Supervisors :
Cendrine Moskalenko et Fabien Montel (fabien.montel@ens-lyon.fr)
Laboratoire de Physique de l’ENS de Lyon,
Vincent Vanoosthuyse (vincent.vanoosthuyse@ens-lyon.fr)
Laboratoire de Biologie et de Modélisation de la Cellule, ENS de Lyon,).

Several activities, although essential for cell function, threaten the integrity of the somatic cell genome. Gene transcription, which produces messenger RNA from DNA, is one of these. By moving across the DNA to transcribe RNA, RNA polymerases can introduce distortions in the DNA double helix that can generate deleterious secondary structures. By interfering with primordial cellular functions such as transcription, DNA duplication or repair, these RNA-DNA secondary structures can compromise cell survival.
The 'R-loop' is one of the structures that locally distorts the double helix and has the ability to compromise chromosome integrity. It is a three-stranded structure resulting from the abnormal hybridisation of nascent RNA to its DNA template. Recent data have shown that only a small proportion of R-loops are cytotoxic. The intrinsic properties of these cytotoxic R-loops remain poorly understood. The objective of this project is to use a multidisciplinary biological/physical approach to better characterise and manipulate the physical properties of cytotoxic R-loops.

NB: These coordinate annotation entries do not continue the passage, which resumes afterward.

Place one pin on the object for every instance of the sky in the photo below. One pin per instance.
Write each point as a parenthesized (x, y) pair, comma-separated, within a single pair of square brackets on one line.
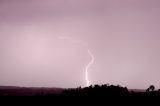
[(45, 43)]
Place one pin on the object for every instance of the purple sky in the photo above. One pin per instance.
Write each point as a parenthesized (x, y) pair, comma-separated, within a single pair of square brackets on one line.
[(123, 36)]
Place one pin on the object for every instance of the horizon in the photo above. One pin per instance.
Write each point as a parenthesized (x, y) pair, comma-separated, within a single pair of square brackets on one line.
[(75, 43)]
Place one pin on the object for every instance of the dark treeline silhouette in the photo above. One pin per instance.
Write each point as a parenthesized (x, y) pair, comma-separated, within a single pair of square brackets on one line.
[(105, 90)]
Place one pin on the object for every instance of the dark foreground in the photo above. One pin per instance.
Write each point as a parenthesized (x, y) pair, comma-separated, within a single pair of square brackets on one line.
[(100, 94)]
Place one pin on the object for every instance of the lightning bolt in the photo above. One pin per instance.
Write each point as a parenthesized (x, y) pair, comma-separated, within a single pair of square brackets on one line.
[(89, 52)]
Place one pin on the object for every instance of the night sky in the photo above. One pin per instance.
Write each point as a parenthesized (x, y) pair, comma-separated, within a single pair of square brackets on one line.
[(45, 43)]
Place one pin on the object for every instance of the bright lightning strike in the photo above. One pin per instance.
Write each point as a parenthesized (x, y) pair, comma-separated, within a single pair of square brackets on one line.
[(89, 52)]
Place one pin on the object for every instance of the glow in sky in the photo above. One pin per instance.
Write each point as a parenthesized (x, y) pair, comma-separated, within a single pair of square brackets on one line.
[(122, 35)]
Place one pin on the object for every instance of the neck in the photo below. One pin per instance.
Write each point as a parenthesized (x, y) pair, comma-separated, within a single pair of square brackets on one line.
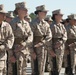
[(57, 22), (40, 18), (0, 22), (21, 17)]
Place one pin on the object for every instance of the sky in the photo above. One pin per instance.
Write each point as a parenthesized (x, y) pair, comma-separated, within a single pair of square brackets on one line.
[(67, 6)]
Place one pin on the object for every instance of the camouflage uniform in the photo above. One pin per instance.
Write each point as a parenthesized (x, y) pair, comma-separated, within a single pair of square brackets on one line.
[(23, 36), (59, 36), (6, 43), (9, 17), (71, 32), (59, 39), (42, 33)]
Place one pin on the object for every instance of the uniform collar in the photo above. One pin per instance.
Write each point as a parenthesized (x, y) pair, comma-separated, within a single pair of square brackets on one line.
[(40, 21)]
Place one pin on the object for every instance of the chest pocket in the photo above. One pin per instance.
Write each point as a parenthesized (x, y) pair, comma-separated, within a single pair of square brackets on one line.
[(59, 31), (72, 33), (40, 30), (4, 33)]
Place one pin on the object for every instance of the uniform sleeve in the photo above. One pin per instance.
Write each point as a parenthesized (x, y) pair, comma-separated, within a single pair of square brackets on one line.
[(48, 39), (8, 42), (29, 41), (65, 34), (10, 38)]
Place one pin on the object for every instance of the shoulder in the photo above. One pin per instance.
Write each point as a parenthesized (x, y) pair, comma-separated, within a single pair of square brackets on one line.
[(15, 20), (6, 25)]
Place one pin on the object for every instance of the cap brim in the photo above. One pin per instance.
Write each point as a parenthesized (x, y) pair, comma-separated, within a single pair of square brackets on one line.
[(3, 12)]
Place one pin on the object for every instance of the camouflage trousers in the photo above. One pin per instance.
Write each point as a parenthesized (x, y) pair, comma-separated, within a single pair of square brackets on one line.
[(21, 63), (59, 57), (3, 67), (10, 66), (38, 65), (73, 58)]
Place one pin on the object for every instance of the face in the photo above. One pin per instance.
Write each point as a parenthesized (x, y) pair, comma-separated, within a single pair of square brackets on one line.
[(50, 22), (2, 16), (73, 22), (8, 19), (22, 12), (42, 14), (58, 17)]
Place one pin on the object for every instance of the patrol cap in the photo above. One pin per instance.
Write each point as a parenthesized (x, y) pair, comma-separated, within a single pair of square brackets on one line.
[(40, 8), (58, 11), (48, 19), (72, 17), (2, 9), (28, 17), (10, 14), (21, 5)]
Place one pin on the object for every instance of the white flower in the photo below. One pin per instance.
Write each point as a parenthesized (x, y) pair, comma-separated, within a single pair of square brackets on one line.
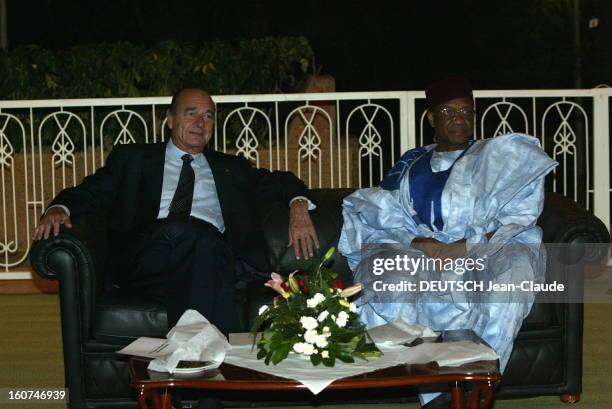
[(342, 319), (315, 300), (308, 349), (308, 323), (299, 347), (310, 336), (321, 341)]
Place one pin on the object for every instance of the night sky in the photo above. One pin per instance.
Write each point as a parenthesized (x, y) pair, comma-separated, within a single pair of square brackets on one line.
[(365, 45)]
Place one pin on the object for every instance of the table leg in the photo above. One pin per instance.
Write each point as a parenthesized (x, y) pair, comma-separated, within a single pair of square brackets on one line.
[(145, 395), (482, 395), (457, 396), (166, 400)]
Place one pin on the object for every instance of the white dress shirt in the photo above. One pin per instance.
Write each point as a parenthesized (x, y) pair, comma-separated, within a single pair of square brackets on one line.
[(205, 205)]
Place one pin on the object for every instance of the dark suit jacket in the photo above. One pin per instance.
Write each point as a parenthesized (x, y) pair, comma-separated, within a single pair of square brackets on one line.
[(128, 189)]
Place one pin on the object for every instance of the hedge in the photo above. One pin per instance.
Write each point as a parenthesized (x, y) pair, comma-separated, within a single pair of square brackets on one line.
[(128, 70)]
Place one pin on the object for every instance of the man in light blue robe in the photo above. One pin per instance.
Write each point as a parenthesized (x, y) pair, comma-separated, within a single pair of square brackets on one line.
[(457, 198)]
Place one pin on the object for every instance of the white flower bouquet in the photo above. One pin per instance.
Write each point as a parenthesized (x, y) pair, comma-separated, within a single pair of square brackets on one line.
[(313, 317)]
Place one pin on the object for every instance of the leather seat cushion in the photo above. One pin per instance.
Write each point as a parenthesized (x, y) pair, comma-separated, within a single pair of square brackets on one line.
[(120, 318), (542, 316)]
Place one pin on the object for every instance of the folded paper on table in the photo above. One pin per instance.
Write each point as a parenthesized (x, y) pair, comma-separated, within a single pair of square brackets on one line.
[(193, 338), (149, 347), (318, 378), (399, 332)]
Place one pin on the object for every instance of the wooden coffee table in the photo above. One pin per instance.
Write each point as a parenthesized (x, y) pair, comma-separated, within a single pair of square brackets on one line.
[(156, 388)]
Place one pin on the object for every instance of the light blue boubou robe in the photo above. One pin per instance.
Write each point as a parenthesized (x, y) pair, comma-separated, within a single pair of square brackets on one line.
[(497, 185)]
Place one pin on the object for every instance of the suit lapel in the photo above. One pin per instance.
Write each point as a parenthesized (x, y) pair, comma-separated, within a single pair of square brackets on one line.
[(223, 182), (153, 172)]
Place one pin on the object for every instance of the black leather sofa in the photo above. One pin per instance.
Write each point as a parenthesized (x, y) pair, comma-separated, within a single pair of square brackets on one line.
[(97, 320)]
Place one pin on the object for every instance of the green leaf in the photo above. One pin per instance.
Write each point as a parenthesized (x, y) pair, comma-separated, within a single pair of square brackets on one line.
[(315, 359)]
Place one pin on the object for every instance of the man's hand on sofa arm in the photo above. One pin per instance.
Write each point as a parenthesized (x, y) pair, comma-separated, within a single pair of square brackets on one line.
[(54, 217), (302, 234)]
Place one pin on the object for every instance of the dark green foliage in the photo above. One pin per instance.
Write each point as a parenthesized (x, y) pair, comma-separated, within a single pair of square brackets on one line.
[(123, 69)]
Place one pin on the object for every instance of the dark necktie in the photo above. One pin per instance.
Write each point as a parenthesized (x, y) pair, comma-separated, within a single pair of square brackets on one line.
[(180, 207)]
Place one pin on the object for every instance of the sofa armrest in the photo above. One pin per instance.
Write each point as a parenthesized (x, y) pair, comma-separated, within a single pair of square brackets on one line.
[(75, 257), (565, 221)]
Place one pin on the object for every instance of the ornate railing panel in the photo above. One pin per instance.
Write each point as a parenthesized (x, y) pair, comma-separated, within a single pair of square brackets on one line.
[(329, 140)]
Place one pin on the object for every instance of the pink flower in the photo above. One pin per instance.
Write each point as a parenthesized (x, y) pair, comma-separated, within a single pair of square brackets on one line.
[(277, 284)]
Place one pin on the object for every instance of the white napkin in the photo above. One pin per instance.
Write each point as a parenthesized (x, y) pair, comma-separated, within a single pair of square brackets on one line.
[(318, 378), (196, 339), (399, 332)]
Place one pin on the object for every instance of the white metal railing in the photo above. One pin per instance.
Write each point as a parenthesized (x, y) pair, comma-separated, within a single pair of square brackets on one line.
[(328, 139)]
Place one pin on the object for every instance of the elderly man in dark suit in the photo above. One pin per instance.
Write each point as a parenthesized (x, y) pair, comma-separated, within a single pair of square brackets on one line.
[(189, 213)]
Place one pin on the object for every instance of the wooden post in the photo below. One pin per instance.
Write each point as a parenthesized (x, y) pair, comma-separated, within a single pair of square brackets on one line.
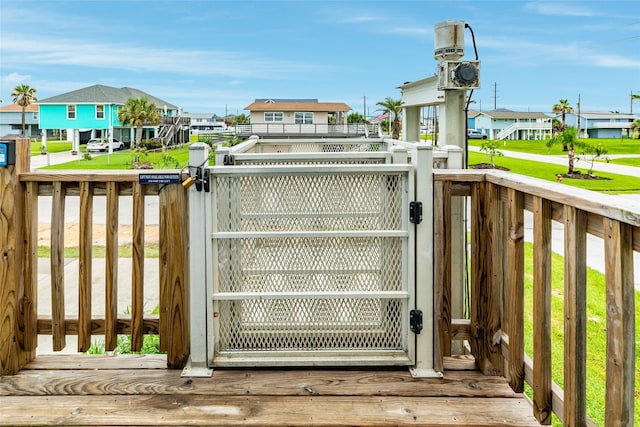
[(174, 271), (620, 324), (137, 273), (515, 282), (486, 291), (542, 380), (575, 324), (442, 272), (13, 335), (111, 268)]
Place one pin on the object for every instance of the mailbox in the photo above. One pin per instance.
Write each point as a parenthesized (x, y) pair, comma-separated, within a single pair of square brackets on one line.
[(7, 153)]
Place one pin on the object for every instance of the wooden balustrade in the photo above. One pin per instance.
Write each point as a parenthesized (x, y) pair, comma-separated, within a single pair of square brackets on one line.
[(20, 287), (495, 329)]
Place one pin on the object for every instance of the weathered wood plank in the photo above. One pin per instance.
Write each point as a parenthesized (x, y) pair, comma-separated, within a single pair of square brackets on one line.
[(9, 285), (542, 380), (515, 310), (30, 268), (85, 262), (265, 411), (486, 300), (57, 266), (619, 405), (253, 383), (442, 273), (132, 362), (174, 267), (111, 267), (137, 273), (150, 325), (575, 340)]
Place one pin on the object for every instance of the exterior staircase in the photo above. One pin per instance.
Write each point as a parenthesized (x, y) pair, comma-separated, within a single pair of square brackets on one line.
[(170, 132)]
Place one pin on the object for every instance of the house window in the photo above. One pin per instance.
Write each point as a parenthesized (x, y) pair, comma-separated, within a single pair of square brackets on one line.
[(304, 118), (273, 116)]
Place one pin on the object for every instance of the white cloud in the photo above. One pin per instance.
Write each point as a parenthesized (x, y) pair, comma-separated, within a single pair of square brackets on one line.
[(612, 61), (48, 51), (561, 9), (14, 79)]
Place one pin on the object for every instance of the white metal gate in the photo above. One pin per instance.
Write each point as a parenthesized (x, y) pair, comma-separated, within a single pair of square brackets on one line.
[(310, 263)]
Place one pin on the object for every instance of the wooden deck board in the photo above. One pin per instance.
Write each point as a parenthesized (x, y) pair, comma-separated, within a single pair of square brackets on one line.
[(116, 390)]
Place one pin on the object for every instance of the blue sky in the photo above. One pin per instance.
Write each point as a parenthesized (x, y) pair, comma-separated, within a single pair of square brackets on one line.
[(205, 56)]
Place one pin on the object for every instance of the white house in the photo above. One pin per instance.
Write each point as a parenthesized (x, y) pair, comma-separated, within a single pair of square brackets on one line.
[(506, 124), (598, 124)]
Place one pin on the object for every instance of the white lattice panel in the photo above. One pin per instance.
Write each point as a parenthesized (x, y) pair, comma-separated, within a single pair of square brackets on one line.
[(310, 263)]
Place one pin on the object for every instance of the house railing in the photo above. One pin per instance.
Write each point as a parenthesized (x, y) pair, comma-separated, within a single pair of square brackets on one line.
[(19, 288), (495, 328), (283, 129)]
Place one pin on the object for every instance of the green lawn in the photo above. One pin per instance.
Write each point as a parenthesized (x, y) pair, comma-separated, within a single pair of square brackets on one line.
[(596, 333), (52, 147), (173, 159), (613, 185), (613, 145)]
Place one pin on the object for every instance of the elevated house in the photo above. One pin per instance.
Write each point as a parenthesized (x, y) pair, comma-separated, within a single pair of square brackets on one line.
[(314, 281), (507, 124), (11, 120), (93, 112), (301, 117), (599, 124)]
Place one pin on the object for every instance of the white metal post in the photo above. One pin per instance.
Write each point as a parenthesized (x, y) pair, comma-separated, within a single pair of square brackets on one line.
[(423, 164), (197, 366)]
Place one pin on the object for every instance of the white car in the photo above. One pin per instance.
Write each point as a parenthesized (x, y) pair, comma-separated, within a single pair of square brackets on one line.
[(102, 144), (475, 134)]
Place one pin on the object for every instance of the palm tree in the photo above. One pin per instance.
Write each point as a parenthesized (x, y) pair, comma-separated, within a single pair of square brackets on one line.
[(393, 106), (139, 112), (24, 95), (636, 126), (563, 107)]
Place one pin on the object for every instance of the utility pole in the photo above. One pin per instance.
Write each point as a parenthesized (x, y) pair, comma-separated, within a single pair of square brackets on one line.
[(495, 96), (364, 109)]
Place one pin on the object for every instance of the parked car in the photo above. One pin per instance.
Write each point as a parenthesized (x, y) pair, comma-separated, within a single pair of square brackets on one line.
[(102, 144), (475, 134)]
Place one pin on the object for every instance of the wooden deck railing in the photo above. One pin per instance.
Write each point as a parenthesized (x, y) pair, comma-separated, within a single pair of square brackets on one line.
[(495, 329), (20, 321)]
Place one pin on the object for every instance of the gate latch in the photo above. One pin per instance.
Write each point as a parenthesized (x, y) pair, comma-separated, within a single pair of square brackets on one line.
[(415, 212), (415, 321)]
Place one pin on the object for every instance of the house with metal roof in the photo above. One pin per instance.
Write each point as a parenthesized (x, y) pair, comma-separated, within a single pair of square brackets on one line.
[(93, 112), (599, 124), (11, 120), (280, 117), (507, 124)]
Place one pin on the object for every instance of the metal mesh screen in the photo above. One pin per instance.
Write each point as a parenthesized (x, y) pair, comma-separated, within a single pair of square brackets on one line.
[(310, 262)]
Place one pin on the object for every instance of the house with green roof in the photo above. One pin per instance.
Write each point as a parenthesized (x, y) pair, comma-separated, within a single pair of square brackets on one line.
[(92, 112)]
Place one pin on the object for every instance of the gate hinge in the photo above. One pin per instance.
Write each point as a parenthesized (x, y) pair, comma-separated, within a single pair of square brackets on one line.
[(415, 212), (415, 321)]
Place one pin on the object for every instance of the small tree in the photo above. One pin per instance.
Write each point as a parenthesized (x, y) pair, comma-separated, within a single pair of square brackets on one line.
[(24, 95), (563, 107), (393, 106), (139, 112), (568, 138), (490, 147), (593, 152), (635, 126)]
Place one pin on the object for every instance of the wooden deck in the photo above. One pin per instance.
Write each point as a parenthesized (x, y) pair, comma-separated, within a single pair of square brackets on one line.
[(139, 390)]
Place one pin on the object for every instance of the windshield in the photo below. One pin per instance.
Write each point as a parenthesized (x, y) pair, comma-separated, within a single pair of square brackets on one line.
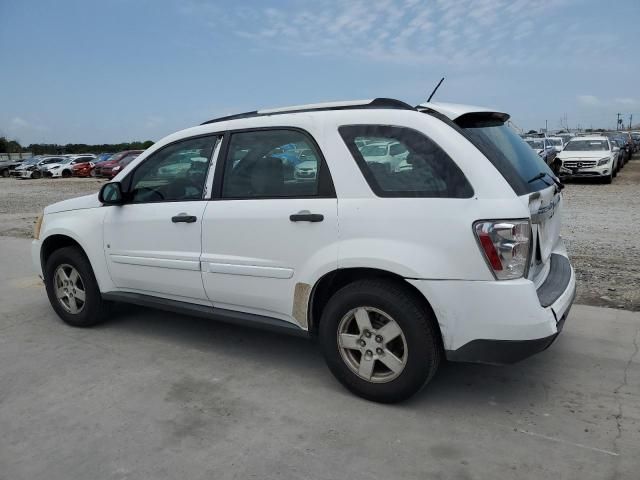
[(374, 150), (536, 144), (509, 153), (586, 145)]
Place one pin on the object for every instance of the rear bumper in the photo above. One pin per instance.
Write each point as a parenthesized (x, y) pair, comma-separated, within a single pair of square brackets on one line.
[(500, 322)]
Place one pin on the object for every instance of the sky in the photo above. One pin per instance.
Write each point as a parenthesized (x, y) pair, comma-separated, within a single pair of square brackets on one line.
[(90, 71)]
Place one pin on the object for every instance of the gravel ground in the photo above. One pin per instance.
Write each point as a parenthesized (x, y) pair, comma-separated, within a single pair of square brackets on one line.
[(601, 226)]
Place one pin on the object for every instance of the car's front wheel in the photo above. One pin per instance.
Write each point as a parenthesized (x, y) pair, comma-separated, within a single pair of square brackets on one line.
[(72, 288), (379, 340)]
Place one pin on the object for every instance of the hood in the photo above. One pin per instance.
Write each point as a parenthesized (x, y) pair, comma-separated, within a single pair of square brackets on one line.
[(78, 203), (593, 155)]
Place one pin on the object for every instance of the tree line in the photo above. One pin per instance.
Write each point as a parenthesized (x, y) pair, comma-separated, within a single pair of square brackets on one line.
[(13, 146)]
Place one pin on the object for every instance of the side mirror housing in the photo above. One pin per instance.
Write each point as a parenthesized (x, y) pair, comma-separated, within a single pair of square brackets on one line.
[(111, 194)]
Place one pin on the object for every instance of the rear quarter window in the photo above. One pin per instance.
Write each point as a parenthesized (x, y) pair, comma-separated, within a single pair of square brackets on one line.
[(402, 162)]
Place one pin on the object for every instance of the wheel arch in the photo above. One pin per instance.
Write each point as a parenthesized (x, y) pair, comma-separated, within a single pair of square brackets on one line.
[(333, 281), (55, 242)]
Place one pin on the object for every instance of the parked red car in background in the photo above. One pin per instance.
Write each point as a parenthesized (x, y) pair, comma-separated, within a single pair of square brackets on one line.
[(112, 167)]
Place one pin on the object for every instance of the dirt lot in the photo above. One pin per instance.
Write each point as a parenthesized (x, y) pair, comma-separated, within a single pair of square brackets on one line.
[(601, 228)]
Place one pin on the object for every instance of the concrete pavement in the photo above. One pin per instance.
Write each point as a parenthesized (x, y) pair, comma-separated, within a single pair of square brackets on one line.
[(156, 395)]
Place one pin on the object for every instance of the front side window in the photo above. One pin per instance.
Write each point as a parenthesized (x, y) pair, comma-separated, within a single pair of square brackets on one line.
[(274, 163), (175, 173), (402, 162), (586, 145)]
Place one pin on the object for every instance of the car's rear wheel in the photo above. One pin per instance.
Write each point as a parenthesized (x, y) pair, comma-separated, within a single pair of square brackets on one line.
[(379, 340), (72, 288)]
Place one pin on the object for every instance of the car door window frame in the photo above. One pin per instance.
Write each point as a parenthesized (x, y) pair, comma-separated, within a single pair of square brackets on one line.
[(326, 187), (126, 182)]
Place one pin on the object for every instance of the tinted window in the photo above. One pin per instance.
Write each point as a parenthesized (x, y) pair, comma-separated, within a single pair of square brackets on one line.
[(513, 158), (272, 163), (401, 162), (175, 173), (586, 145)]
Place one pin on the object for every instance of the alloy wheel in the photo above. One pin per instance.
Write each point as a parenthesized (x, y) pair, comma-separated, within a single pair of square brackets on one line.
[(69, 288), (372, 344)]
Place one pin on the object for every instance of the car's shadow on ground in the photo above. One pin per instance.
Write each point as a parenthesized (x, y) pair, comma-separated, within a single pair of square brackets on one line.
[(455, 383)]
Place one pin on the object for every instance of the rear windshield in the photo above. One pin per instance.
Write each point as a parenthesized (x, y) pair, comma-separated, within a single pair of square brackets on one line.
[(536, 144), (586, 145), (513, 158)]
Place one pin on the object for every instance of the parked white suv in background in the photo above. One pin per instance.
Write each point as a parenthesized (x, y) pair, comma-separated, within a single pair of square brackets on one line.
[(456, 255), (593, 156)]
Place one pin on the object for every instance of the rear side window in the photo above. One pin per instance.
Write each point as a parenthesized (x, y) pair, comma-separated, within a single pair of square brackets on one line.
[(274, 163), (402, 162)]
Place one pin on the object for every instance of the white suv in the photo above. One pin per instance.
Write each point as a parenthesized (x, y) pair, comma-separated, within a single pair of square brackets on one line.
[(457, 255)]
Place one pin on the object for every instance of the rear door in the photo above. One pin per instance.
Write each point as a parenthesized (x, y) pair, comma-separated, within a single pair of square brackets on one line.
[(268, 230), (153, 242)]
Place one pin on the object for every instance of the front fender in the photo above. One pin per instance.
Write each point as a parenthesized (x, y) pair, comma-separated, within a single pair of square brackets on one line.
[(85, 227)]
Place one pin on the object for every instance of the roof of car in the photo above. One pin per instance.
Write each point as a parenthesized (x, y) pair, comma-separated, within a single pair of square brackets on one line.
[(379, 103), (590, 137), (456, 110)]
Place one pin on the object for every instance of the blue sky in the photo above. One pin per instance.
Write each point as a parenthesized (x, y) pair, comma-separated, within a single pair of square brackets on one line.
[(118, 70)]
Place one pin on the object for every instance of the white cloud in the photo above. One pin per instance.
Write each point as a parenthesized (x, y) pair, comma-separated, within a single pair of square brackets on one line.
[(18, 123), (455, 32), (153, 121), (589, 100), (629, 102)]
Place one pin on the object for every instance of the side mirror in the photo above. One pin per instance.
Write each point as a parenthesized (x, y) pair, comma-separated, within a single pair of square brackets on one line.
[(111, 194)]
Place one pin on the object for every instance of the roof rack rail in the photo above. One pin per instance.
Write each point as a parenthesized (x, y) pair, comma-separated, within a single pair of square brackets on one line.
[(384, 103)]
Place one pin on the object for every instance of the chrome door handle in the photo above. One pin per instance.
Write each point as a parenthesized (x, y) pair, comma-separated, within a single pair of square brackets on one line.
[(306, 216), (184, 218)]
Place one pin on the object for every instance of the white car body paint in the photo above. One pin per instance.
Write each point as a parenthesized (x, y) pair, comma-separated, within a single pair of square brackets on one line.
[(245, 255)]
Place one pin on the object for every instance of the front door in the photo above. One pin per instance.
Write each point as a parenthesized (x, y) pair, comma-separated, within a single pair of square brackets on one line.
[(153, 241), (271, 227)]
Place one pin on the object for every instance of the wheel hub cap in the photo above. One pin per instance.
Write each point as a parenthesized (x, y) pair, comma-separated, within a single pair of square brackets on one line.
[(69, 288), (372, 344)]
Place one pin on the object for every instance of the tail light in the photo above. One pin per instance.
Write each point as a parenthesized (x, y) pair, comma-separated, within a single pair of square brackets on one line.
[(506, 246)]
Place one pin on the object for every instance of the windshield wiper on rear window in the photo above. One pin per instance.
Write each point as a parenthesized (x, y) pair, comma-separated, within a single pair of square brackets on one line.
[(541, 176)]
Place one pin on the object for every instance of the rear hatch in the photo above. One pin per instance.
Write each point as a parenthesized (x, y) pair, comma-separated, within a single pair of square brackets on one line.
[(529, 176)]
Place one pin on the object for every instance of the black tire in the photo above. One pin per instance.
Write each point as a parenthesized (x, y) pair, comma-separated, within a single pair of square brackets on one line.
[(94, 309), (419, 330)]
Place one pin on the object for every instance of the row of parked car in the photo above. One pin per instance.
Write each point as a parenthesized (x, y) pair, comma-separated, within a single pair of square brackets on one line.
[(601, 155), (105, 165)]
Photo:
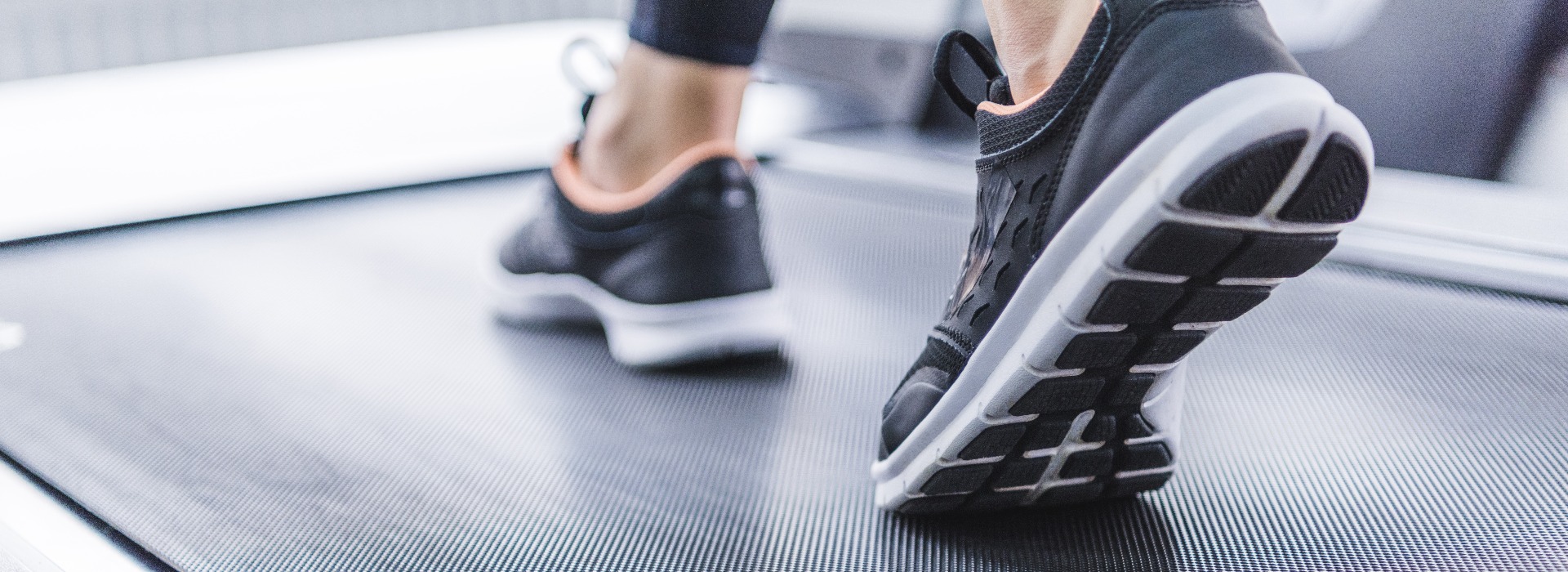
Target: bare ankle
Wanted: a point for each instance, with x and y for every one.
(1036, 39)
(661, 107)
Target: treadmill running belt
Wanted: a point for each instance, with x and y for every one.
(320, 387)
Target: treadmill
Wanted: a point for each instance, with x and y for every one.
(313, 380)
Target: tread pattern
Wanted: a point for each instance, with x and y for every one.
(1244, 182)
(1334, 189)
(1087, 438)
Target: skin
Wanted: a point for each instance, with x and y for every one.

In a previous study the teams of V. Vanoosthuyse and C. Moskalenko showed that R-loops differ from each other in vitro by their 3D organisation [1]. Using atomic force microscopy (AFM), the team showed that the synthesis of a model cytotoxic R-loop results in the formation of complex structures of several hundred nm3 in volume containing several hundred nucleotides, whose physical properties are essentially determined by the 3D organisation of its single-stranded DNA and which constrain the surrounding DNA. Unexpectedly, for the same gene, the formation of R-loops can generate different structures. Similarly, sequencing of R-loops at the single-molecule level showed that the same gene could produce R-loops of different sizes. These observations suggested that each transcription cycle may generate a different type of R-loop, exposing a specific amount of single-stranded DNA.

It appears essential to determine precisely the thermodynamic and kinetic characteristics of these structures to better understand and predict their dynamics and stability. To do this, it is necessary to be able to determine the exact sequence of the single-stranded DNA involved in each structure observed.

Artificial and natural nanopores have been used in recent years as real molecular probes. The team from the Physics Laboratory of the ENS in Lyon is developing tools based on nanofluidics to study the dynamics of biomolecules. They have constructed an optical detection method that allows the transport of individual molecules through single nanopores to be followed in real time (Zero-Mode Waveguide for Nanopores). These tools have enabled them to measure the transport energy landscape for DNA or RNA molecules [2,3,4,5] and viruses [6]. In addition, the team has just acquired a unique in France system coupling multi-trapping optical tweezers, a confocal microscope and a microfluidic control. For this project, it will allow us to measure the forces necessary to induce the translocation of biomolecules and the destabilisation of RNA-DNA complexes. It will also allow to quantify the variability of the structures obtained during destabilisation/reformation cycles.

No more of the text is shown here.